Love Marriage vs Arranged Marriage: What’s the Difference?
When it comes to tying the knot, there are two main ways people go about it: love marriage vs arranged marriage. Each has its own unique dynamics and brings different experiences to the table. Let’s see that what sets them apart.
Love Marriage: Following the Heart’s Desire
In a love marriage, two people decide to get married because they have fallen in love with each other. This usually happens after they have spent time getting to know each other, often through dating or being friends. The decision to marry is based on mutual feelings of love, attraction, and compatibility.
In a love marriage, individuals have the freedom to choose their partners based on their own preferences, likes, and dislikes. They may consider factors such as personality, interests, values, and goals when deciding if they want to spend their lives together.

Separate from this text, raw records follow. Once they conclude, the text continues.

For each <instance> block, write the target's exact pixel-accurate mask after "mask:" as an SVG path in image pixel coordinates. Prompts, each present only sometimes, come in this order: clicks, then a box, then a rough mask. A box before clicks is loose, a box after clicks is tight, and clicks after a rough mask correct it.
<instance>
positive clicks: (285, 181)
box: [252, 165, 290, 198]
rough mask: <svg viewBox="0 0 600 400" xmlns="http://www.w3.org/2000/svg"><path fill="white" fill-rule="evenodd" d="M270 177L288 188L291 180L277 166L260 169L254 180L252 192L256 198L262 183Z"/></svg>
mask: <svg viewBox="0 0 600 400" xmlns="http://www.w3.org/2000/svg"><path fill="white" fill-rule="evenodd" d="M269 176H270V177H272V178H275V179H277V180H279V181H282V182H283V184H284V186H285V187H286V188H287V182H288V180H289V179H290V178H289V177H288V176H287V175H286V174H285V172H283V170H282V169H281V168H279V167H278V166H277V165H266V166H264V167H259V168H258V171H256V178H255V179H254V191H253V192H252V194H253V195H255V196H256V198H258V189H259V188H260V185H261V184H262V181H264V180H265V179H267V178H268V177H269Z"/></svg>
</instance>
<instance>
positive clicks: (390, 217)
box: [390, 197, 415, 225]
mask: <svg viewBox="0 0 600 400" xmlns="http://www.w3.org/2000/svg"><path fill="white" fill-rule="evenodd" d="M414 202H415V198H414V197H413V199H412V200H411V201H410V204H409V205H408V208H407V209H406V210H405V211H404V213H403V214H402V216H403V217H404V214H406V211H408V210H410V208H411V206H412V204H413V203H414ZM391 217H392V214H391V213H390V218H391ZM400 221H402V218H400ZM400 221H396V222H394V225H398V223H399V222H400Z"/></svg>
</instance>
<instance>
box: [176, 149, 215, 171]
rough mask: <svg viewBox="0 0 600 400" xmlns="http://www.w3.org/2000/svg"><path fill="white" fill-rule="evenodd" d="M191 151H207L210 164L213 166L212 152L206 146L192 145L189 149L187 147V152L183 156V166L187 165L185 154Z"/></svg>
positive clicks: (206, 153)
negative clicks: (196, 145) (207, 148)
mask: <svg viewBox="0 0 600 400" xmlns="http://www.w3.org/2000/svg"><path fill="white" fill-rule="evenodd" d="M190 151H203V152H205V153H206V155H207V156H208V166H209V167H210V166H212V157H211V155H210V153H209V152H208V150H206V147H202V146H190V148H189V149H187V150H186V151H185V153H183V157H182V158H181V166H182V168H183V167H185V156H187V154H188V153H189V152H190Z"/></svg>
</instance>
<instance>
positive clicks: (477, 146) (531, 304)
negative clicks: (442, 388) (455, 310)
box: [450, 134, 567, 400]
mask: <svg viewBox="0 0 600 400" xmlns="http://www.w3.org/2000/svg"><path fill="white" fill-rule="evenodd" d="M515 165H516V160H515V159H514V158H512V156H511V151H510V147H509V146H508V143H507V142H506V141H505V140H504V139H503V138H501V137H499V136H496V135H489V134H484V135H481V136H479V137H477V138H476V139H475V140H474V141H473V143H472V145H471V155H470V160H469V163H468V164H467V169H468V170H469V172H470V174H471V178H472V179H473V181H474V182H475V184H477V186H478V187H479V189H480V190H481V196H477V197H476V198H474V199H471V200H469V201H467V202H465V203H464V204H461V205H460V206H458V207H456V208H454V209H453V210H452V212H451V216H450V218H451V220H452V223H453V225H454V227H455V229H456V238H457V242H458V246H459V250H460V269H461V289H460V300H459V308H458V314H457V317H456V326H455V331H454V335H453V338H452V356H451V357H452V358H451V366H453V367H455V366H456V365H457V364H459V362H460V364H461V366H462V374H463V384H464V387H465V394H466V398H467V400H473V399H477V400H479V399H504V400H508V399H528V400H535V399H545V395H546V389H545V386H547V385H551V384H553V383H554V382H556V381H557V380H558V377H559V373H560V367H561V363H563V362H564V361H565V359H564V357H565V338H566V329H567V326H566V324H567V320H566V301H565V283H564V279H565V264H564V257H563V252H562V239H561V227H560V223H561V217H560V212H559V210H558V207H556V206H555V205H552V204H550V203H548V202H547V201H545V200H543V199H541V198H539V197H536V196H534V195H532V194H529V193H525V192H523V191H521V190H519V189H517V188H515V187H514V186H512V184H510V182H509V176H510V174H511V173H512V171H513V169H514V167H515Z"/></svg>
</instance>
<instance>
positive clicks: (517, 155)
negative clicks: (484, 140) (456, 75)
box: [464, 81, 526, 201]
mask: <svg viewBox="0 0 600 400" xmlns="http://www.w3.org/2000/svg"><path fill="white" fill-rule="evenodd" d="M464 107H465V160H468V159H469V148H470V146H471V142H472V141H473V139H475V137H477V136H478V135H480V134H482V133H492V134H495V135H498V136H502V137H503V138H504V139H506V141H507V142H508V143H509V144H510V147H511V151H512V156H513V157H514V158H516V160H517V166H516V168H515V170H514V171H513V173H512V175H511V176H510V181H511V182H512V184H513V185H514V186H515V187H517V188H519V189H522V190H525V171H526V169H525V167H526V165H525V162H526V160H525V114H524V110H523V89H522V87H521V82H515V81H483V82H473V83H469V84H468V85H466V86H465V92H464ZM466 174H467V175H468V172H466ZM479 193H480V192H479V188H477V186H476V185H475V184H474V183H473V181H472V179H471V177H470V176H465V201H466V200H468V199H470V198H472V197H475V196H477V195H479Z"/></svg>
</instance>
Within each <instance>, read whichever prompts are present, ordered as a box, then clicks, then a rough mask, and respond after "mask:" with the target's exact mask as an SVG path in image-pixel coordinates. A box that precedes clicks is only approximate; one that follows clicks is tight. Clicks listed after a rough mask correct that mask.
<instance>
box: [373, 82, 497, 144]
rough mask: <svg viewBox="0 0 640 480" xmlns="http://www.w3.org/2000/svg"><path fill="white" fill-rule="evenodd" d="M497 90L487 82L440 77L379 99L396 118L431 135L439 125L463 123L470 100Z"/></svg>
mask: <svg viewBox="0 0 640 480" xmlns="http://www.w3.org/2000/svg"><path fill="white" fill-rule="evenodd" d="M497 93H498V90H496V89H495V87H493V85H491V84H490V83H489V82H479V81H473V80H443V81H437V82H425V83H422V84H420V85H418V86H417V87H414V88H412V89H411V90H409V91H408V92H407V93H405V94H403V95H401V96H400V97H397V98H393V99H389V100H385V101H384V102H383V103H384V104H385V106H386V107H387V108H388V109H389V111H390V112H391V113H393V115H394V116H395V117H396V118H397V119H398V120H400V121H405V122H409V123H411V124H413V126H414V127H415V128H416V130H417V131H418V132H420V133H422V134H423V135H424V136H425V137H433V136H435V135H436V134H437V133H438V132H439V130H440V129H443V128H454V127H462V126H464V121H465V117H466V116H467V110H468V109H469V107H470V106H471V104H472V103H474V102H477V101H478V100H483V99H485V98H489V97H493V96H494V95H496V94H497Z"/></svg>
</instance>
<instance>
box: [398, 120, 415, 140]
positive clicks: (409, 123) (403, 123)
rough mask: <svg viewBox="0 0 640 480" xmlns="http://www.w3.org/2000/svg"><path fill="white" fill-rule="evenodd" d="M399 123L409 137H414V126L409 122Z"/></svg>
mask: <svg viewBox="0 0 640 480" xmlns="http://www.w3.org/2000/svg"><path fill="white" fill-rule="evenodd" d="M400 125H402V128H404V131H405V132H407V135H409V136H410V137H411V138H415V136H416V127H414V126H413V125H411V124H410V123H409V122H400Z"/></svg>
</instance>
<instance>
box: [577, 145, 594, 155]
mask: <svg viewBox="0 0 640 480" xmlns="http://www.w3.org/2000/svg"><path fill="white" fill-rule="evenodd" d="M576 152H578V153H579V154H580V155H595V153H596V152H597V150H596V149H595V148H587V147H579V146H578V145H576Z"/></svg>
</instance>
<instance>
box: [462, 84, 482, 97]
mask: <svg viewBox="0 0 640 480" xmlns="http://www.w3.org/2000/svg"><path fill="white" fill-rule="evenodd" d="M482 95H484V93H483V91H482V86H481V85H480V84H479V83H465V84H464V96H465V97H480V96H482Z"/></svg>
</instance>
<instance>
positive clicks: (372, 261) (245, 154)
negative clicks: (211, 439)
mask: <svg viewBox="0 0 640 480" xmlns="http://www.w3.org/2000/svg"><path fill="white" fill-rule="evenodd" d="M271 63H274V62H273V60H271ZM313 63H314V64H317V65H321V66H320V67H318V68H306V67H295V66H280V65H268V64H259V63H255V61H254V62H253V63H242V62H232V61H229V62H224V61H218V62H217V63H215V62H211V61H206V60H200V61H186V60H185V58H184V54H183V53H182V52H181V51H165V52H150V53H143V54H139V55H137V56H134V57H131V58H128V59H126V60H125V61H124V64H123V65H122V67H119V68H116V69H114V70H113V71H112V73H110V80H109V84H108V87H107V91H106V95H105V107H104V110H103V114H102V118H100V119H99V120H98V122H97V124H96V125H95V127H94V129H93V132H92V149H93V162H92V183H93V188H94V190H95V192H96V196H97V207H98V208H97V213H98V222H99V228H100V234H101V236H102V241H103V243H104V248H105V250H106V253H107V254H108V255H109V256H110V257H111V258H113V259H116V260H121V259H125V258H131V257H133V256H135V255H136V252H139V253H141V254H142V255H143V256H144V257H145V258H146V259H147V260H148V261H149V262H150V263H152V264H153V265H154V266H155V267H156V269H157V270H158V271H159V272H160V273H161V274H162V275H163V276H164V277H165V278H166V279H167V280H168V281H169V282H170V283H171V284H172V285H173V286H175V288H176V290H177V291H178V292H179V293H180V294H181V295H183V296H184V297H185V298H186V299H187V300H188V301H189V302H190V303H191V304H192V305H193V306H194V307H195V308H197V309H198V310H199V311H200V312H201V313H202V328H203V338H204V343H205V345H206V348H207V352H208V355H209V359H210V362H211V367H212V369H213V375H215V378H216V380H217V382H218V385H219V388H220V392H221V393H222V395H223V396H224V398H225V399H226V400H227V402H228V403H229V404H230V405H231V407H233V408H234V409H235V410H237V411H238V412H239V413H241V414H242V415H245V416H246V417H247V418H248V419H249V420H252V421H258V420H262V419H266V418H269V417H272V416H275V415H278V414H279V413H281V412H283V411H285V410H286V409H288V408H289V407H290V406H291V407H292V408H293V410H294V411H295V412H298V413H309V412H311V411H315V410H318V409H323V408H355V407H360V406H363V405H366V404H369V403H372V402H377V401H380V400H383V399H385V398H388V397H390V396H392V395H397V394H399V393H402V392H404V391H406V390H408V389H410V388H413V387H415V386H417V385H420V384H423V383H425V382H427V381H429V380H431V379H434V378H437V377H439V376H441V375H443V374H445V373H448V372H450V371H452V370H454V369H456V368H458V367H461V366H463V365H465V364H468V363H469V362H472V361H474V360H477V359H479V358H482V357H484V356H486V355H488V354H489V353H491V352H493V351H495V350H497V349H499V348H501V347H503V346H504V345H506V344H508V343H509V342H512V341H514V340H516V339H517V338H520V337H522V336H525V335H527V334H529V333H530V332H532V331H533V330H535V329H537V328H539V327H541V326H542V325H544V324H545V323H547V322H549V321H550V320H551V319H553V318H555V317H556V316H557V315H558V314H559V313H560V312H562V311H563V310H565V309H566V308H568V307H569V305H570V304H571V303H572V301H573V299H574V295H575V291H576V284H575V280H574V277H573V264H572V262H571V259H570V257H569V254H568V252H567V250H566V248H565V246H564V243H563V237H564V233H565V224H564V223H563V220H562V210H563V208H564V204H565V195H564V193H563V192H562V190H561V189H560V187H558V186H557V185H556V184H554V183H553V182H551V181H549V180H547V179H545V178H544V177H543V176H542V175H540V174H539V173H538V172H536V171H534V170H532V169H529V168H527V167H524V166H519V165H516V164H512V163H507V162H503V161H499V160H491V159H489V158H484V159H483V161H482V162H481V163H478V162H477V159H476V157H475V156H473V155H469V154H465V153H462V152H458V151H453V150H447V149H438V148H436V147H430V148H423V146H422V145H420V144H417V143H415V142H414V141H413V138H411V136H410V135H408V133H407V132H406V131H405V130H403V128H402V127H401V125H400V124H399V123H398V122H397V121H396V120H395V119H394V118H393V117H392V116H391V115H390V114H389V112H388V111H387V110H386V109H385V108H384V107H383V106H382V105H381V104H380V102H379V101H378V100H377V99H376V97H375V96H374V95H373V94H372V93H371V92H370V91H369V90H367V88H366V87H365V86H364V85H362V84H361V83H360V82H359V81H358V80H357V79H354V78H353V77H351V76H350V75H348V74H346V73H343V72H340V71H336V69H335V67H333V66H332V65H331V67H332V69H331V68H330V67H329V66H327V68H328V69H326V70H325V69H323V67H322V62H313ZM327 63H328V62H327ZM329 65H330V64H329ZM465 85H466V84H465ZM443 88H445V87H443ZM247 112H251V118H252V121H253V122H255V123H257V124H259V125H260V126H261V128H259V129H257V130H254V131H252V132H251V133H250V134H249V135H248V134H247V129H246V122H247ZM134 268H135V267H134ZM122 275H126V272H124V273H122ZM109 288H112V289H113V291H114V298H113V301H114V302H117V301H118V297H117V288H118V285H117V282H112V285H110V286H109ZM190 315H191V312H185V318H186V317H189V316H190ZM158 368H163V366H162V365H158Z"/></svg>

One of the key aspects of a love marriage is that the couple typically has a strong emotional connection and understanding of each other before getting married. This can help create a foundation of trust and companionship that is important for a successful marriage.
Arranged Marriage: Embracing Tradition and Family Input
On the other hand, an arranged marriage is when the families of the bride and groom play a significant role in choosing their partners. In some cases, the couple may not even meet each other until the wedding day or shortly before. Instead, their families take on the responsibility of finding a suitable match based on factors such as social status, financial stability, cultural background, and family values.
Arranged marriages are often seen as a way to strengthen family ties and ensure compatibility between the spouses. Families may consider factors beyond just the couple’s individual preferences, such as how well they will fit into each other’s families and communities.
While the idea of an arranged marriage may seem outdated to some, many couples in arranged marriages find love and happiness with their partners. Over time, they may develop a deep emotional bond and understanding, similar to that in a love marriage.
Exploring the Dynamics
Both love marriage and arranged marriage have their own advantages and challenges. In a love marriage, people have the opportunity to pick their accomplices in view of individual inclinations, prompting areas of strength for an association all along. However, they may face challenges such as societal pressure or familial disapproval if their choice goes against traditional norms.
In contrast, arranged marriages offer the support and guidance of families in finding a suitable partner, which can lead to long-lasting relationships built on mutual respect and understanding. However, couples in arranged marriages may need time to develop romantic feelings for each other and may face initial challenges in adjusting to married life.
Ultimately, whether a marriage is arranged or based on love, what matters most is the commitment, communication, and effort that both partners put into making the relationship work. Each couple's process is interesting, and what works for one may not work for another. Love marriage vs arranged marriage are simply different paths to the same destination: a lifelong partnership filled with love, respect, and companionship.